How is it With Your Soul?

Philip Roth wrote a novel set in the 1990s, The Human Stain, being the last of a trilogy on American life.  It looks at the messiness of human existence, and how, in finality, there are no complete remakes, no ultimate do-overs.  The American myth of self-reinvention is just that – a myth.  In many ways, we’re stuck with who we are.  And this year we feel so stuck.

I’m reminded of a high school friend telling me the story of his first and last motorcycle ride.  Several of us were standing around at my good friend Jerry Weisner’s house talking big bikes when he told us why he didn’t ride one anymore.

He had come to a friend’s house to admire his new Harley-Davison and the friend asked if he wanted to try it out.  Of course, he knew how to ride it.  What kind of sissy did his friend think he was, anyway?  Of course, he knew!  Though he did have some considerable trouble in getting it fired up.

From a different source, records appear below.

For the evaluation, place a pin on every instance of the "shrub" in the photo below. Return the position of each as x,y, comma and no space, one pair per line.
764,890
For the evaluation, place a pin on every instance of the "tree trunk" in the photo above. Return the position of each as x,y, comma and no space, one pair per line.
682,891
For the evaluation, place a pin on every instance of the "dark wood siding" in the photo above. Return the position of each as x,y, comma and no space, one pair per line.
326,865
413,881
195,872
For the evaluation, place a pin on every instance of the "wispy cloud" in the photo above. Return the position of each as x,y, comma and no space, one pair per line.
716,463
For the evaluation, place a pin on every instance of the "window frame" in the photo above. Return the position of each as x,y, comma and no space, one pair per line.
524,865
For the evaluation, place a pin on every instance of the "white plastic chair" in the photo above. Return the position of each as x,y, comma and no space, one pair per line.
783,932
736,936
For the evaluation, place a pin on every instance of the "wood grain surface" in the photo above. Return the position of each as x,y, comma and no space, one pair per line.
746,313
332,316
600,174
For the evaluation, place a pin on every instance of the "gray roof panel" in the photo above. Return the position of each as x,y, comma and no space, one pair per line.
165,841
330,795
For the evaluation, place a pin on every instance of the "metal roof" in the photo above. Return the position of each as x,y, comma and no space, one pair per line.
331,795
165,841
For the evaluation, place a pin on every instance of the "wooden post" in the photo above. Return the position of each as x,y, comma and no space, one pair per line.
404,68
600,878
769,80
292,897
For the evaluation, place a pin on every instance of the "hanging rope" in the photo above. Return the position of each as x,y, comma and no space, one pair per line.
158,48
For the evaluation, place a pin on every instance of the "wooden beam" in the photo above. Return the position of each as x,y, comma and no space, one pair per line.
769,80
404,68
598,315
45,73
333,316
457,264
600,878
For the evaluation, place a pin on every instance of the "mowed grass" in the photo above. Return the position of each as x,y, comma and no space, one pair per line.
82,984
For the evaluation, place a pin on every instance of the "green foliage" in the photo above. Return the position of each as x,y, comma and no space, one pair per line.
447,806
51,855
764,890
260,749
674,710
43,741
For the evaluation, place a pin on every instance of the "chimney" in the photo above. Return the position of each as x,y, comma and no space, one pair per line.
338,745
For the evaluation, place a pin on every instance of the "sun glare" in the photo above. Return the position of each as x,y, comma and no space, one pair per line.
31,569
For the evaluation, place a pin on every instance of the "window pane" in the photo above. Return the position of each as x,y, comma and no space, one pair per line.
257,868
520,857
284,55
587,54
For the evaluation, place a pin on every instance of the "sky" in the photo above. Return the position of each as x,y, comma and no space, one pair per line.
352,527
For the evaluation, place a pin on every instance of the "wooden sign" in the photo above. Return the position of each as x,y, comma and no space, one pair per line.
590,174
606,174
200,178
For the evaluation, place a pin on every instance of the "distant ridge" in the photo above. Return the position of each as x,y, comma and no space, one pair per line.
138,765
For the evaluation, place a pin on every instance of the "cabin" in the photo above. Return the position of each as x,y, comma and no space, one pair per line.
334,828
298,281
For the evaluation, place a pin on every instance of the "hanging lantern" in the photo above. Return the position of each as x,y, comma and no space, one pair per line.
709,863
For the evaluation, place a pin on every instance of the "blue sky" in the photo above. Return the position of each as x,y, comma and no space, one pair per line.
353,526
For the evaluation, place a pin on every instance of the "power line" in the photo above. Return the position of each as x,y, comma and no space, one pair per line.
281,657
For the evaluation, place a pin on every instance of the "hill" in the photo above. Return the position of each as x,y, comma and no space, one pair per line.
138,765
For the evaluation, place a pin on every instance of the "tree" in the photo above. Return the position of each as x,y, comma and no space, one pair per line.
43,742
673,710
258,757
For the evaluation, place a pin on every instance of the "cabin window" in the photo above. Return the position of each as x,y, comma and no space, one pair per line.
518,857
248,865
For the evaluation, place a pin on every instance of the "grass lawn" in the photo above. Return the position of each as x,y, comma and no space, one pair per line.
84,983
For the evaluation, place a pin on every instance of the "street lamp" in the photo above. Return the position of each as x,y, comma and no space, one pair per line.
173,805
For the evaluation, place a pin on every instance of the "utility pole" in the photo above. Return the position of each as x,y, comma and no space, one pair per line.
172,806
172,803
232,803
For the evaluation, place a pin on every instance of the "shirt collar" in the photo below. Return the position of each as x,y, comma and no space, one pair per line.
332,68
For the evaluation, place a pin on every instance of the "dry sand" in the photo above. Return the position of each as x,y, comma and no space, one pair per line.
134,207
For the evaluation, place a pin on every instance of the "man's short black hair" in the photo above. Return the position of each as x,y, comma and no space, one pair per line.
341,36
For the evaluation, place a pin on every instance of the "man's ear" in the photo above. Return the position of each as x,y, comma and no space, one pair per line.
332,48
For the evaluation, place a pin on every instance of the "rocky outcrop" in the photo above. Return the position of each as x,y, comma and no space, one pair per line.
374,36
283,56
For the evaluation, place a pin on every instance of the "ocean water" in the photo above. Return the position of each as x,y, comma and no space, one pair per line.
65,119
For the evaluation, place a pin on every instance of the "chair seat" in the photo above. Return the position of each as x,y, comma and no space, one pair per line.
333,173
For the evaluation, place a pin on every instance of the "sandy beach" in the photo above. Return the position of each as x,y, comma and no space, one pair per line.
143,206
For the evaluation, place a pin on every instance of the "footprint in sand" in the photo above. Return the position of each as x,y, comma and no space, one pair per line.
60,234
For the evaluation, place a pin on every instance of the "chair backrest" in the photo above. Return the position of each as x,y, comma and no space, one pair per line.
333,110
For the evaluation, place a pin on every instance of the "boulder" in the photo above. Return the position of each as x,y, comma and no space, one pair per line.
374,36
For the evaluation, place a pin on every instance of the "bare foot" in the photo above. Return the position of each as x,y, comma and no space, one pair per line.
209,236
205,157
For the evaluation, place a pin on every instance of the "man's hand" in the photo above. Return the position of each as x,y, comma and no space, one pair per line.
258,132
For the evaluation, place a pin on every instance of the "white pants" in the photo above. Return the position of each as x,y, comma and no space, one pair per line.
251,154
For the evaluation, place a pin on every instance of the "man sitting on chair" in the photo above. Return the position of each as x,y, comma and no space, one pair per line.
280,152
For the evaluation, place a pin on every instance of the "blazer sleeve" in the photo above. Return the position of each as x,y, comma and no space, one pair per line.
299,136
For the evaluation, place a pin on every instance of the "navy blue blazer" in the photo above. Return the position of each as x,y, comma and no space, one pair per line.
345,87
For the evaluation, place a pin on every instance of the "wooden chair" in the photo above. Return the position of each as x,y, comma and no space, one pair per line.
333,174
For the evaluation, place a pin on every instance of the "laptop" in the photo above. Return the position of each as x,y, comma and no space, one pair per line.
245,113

As he listened to the deep bass of the muffler, revving the engine, he popped the clutch accidentally.  The bike shot across the street at very high speed.  Jumped the curb and roared across a neighbor’s front lawn on the opposite corner.  When he came to, he was lying sprawled out on the remnants of a coffee table in the front room.  Cut to ribbons.  Shards of broken glass and lamps all around.  Did I mention blood?  Lots of it.

When a hysterical woman ran in screaming, my friend said that all he could mumble was, “Lady, I’ve really screwed myself up.”   Although “screwed” was not the word he used. 

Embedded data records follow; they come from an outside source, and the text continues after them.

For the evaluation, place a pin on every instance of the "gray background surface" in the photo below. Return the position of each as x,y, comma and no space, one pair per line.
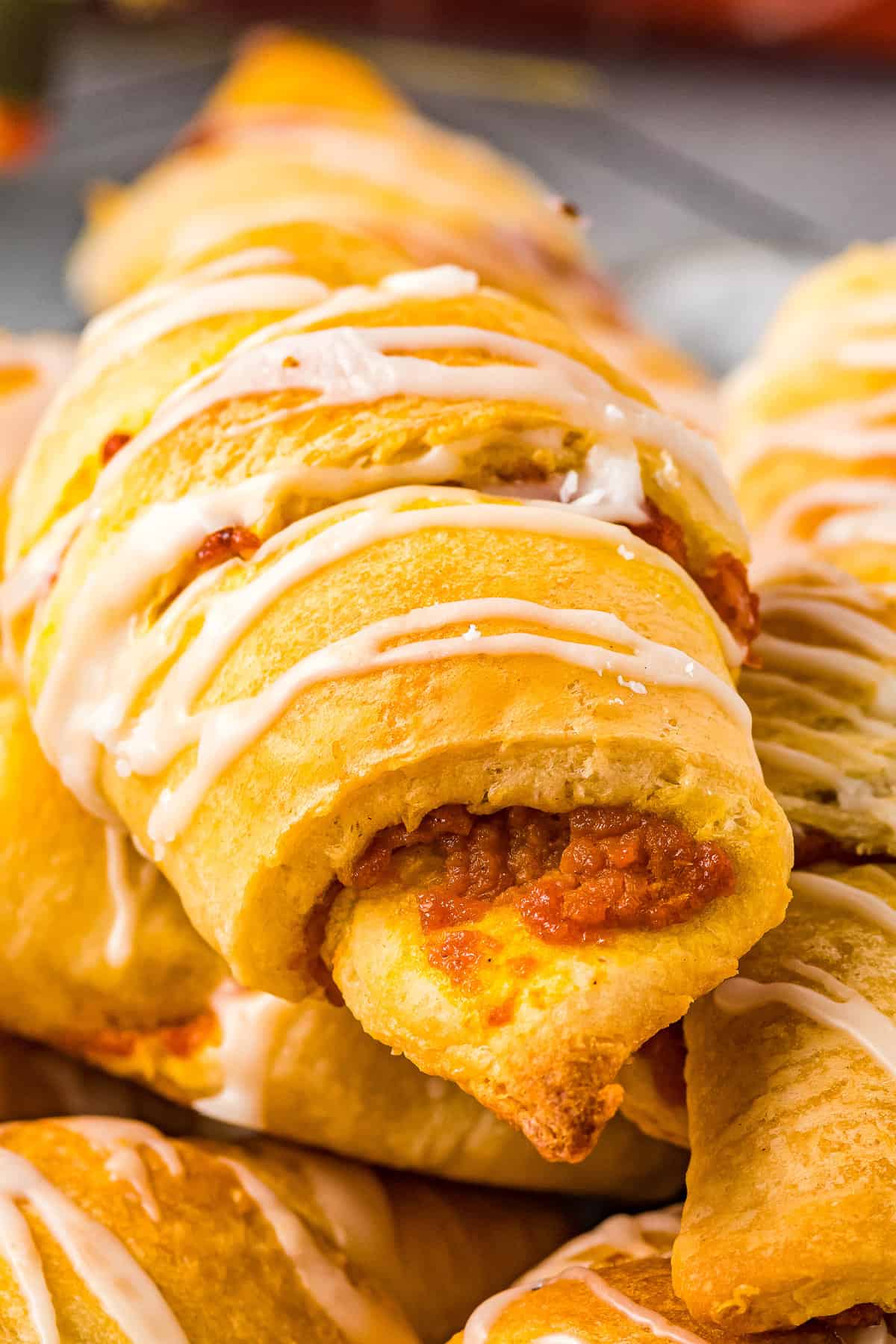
711,181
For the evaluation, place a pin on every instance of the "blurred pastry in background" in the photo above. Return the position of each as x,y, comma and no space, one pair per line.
793,1119
300,129
809,426
113,1230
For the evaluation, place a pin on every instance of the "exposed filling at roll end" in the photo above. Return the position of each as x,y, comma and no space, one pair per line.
573,878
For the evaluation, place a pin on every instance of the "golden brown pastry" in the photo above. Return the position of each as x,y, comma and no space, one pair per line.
31,369
514,665
300,129
653,1086
791,1071
824,707
111,1231
808,426
99,957
615,1285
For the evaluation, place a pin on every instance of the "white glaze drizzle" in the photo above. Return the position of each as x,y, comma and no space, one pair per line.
841,1008
348,366
120,1140
623,1233
101,665
850,511
125,1292
844,895
270,292
484,1319
125,892
250,1023
120,316
361,1317
808,725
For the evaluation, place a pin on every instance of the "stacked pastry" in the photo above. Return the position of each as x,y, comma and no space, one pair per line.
378,768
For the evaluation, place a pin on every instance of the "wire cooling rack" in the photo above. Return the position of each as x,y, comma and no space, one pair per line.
709,181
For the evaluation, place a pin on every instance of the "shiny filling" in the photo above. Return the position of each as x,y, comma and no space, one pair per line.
573,878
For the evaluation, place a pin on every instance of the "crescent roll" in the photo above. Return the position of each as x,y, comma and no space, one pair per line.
109,1231
99,959
612,1285
824,707
300,129
791,1090
808,429
358,732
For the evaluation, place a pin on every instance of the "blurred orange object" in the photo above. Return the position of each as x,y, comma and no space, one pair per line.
23,132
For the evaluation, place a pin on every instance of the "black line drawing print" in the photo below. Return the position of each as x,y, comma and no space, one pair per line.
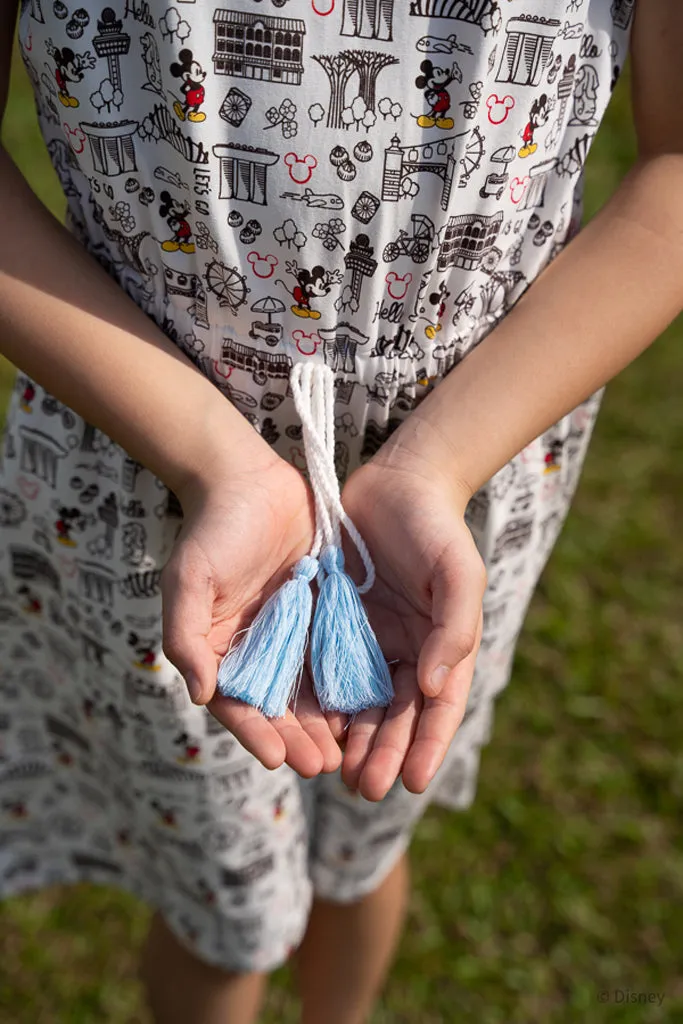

My friend’s plight vividly describes our situation, personally and nationally. 

As Ricky Ricardo, upon coming home to the latest domestic disaster, would, in exasperation upbraid Lucy, “Lucy, you’ve got a lot of ‘splaining to do”.  We all do.  And life is short.  Eventually, ashes to ashes we all end up.

O Lord, teach us to number our days that we might get a heart of wisdom.

We’re cooking the planet.  We in America are awash in a sea of guns.  Poverty stalks the streets of our cities and rural countryside.  You know the litany.  Got a lot of ‘splaining to do.  And then there are our personal failings: lethargy, our half-truths, pretended helplessness, frivolity, cowardice — pretending that the evil all about us is none of our concern.

What’s left?  What’s left is an opportune time for some deep soul searching.  Taking a moral inventory. 

As we receive these ashes, let us remember that we are but a moment of sunlight fading on the grass.  In the passages we read in these forty days, we are again presented with the opportunity to allow them to sink deeply into our being.

During these forty days we are presented with the opportunity to allow the Spirit to move us beyond ourselves, to move us to something greater, something of eternity.

Time to take stock. 

What’s left is “in the meantime.”  Only to come before our Maker with the words of that old gospel song: “It’s me, It’s me, It’s me, O lord.  Standing in the need of prayer.” 

Answered with another hymn: “There’s a Wideness in God’s Mercy like the wideness of the sea.” 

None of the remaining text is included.